The second plan for FundGrades is to allow advisors to view the grades of a portfolio of funds.  This is partly in response to advisors that argue they use particular funds, even though they might have poor grades along certain dimensions, because they work well in an overall portfolio.  Loeper predicts that advisors will be surprised to see the results, and looks forward to providing this capability.

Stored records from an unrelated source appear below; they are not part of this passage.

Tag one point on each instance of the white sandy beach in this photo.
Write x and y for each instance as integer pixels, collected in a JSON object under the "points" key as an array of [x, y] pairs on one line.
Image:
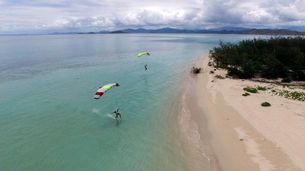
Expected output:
{"points": [[243, 135]]}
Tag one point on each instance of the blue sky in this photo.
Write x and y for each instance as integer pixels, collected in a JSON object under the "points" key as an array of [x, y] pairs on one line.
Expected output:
{"points": [[36, 16]]}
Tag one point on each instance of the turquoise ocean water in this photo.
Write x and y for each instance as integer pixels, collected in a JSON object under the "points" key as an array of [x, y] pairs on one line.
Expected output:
{"points": [[49, 120]]}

Loeper’s believes the ultimate value of FundGrades is in building portfolios based on asset allocation models, and may provide features specifically to address this need.  He cites the example of an advisor that has a portfolio consisting of large cap core equities, taxable bonds, and cash.  If the advisor is looking to replace the taxable bond funds with muni bond funds, he or she will want to know whether the diversification or risk is being compromised.  Such analysis is easily performed with FundGrades, and diversification and risk can be examined independently.   Loeper notes that “everyone else is trying to explain what a given fund is; we are starting with the asset allocation pie and trying to find the best fund for each slice.”

Although the FundGrades methodology rewards index funds in certain criteria (e.g., diversification and expense), this is not the intent.  The intent is to respect fiduciary standards.  “A hole exists, where nobody is warning advisors when funds are placing big bets,” says Loeper.  Loeper also adds that index fund investors will see that different index funds offer different fits against a benchmark, and FundGrades allows advisors to easily see which fund offers closest correlation.

Loeper does not treat FundGrades as a profit center.  He will not allow fund companies to advertise (although many have asked), and will not charge usage or subscription fees.  He is not positioning FundGrades to replace or compete with any other system, and sees it as a complementary offering in the market.  An open architecture allows other web sites to easily link to FundGrades pages, and FundGrades offers hyperlinks to other vendors’ fund ratings and information.  “Thousands of advisors have started using it in one form or another” notes Loeper, “and our success will be measured in the improved wealth accumulation in today’s retirement accounts.”